Queridos Reyes Magos, ustedes saben que las encuestas y mediciones de percepción, como las que de manera periódica se levantan en el país, coinciden en algo esencial: en León y en Guanajuato la principal preocupación sigue siendo la seguridad, seguida muy de cerca por la mejora en la economía, con empleos bien remunerados. No es una percepción aislada ni una exageración mediática; es el sentir cotidiano de familias que trabajan, estudian y se esfuerzan por salir adelante en medio de la incertidumbre. Por eso, al pensar en el año que viene, la cartita de Reyes Magos es el deseo colectivo que se resume en algo simple y profundo: vivir sin miedo y vivir mejor.
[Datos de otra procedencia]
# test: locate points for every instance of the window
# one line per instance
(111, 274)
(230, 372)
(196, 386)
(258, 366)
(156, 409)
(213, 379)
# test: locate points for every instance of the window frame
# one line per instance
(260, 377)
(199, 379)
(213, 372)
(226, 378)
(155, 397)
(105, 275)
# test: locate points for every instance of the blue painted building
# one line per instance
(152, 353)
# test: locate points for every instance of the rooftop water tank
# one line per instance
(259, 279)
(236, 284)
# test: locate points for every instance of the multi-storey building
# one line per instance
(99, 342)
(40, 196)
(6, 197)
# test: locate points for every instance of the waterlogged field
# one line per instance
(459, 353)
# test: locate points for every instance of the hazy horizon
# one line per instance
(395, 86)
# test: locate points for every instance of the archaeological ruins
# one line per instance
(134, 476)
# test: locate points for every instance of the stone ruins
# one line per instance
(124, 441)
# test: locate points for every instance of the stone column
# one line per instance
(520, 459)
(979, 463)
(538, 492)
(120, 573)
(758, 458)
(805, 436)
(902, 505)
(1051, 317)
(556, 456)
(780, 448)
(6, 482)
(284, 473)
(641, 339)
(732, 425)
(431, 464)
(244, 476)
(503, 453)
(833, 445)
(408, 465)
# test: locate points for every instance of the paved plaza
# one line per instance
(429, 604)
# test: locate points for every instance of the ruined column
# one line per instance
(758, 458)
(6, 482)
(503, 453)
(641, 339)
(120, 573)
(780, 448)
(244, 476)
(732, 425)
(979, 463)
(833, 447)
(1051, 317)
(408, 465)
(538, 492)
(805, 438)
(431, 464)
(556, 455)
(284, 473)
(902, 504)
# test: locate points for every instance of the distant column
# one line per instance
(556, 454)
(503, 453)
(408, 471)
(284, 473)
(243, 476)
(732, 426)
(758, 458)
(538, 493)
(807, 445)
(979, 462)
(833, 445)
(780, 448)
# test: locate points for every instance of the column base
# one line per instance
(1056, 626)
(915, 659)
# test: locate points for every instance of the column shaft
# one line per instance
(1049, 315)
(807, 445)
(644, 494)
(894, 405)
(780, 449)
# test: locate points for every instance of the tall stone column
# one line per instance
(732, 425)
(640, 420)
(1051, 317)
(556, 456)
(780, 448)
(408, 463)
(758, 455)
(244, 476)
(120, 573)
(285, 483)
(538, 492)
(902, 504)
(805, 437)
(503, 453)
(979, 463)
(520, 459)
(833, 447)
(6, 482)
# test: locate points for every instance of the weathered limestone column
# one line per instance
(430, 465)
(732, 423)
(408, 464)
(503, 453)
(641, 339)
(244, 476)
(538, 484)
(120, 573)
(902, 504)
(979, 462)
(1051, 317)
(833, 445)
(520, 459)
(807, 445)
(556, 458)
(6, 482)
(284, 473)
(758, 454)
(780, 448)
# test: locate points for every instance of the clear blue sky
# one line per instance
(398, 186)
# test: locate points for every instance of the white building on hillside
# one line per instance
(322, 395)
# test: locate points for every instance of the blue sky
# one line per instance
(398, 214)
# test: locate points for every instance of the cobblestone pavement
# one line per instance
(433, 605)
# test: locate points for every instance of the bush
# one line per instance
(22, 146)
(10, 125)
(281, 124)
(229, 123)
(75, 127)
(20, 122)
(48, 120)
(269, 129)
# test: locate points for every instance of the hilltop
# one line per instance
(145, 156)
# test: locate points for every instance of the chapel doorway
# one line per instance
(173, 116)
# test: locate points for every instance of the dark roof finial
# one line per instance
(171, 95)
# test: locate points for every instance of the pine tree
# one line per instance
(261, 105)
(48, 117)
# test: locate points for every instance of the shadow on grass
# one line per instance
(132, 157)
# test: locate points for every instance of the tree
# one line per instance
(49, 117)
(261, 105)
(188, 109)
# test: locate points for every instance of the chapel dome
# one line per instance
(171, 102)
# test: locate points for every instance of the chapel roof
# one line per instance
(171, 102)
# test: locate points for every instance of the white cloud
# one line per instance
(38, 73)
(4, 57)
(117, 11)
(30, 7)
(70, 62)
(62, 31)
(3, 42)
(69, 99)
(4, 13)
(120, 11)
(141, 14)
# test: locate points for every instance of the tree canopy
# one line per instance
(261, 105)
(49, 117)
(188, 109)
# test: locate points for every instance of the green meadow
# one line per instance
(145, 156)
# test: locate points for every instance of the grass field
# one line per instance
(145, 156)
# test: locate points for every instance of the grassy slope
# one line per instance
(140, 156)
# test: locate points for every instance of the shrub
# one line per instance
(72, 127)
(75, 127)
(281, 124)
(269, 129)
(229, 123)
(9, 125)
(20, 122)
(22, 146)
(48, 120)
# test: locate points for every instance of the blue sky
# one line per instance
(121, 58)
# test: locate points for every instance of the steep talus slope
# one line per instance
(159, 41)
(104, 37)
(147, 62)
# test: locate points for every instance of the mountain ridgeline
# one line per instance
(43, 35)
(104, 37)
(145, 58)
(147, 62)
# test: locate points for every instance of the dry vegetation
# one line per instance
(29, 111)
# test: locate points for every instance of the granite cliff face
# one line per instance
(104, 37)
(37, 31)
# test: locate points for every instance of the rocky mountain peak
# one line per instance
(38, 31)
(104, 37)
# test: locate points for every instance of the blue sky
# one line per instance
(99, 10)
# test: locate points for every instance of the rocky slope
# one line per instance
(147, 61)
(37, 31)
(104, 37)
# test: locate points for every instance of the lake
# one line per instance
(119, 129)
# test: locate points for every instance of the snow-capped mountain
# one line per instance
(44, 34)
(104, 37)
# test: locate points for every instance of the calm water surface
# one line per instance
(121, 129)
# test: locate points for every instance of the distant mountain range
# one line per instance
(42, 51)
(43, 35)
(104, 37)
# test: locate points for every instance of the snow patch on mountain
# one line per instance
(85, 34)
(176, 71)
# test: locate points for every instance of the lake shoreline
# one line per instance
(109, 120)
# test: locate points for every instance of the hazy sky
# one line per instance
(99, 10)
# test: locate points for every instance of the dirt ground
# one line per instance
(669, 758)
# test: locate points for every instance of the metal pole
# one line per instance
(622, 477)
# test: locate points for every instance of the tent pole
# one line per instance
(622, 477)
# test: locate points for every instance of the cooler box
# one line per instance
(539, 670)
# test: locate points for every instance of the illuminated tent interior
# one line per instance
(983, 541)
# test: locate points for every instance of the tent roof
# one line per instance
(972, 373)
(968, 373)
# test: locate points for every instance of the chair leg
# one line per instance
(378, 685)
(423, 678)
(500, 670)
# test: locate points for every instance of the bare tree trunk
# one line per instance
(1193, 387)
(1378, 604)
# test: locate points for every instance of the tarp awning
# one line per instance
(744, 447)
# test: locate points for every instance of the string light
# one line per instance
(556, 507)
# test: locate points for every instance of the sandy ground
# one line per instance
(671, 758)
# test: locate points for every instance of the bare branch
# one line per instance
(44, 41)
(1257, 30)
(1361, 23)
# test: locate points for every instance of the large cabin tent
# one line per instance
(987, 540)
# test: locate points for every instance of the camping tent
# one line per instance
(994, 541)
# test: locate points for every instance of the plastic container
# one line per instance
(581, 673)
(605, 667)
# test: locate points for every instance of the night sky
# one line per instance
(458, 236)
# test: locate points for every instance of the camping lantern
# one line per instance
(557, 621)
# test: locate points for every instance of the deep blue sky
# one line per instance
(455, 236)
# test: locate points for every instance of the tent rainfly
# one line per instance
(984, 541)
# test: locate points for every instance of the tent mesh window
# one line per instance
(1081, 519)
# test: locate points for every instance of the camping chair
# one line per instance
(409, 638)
Yo mismo comparto ese anhelo. Aunque viene un año difícil, ojalá que nos vaya mejor en nuestra economía personal y familiar. Que el salario alcance, que el empleo sea digno y que los pequeños y medianos negocios puedan sostenerse sin extorsiones ni cargas injustas. No se trata de aspirar a lujos, sino a estabilidad, a tranquilidad y a la posibilidad de planear el futuro sin sobresaltos constantes.
Pero no todo es economía y estadísticas. Otro de nuestros deseos es recuperar cosas que hemos ido perdiendo en el camino: valores, solidaridad, empatía y, sobre todo, fraternidad.
La violencia del crimen no solo ha llenado de dolor a miles de hogares; ha ido infiltrándose como una violencia estructural que normaliza el enojo, la desconfianza y la agresión en la vida diaria. Un simple problema vial puede convertirse en una lucha a muerte. Eso es inaudito y profundamente alarmante.
No podemos perder la capacidad de asombro, y menos aún la capacidad de acción. Normalizar la violencia es aceptar la derrota como sociedad. Por eso deseo que reaccionemos, que volvamos a mirarnos como comunidad y no como enemigos potenciales. Que entendamos que la paz no se decreta, se construye con actos cotidianos, desde el respeto más básico hasta la participación responsable.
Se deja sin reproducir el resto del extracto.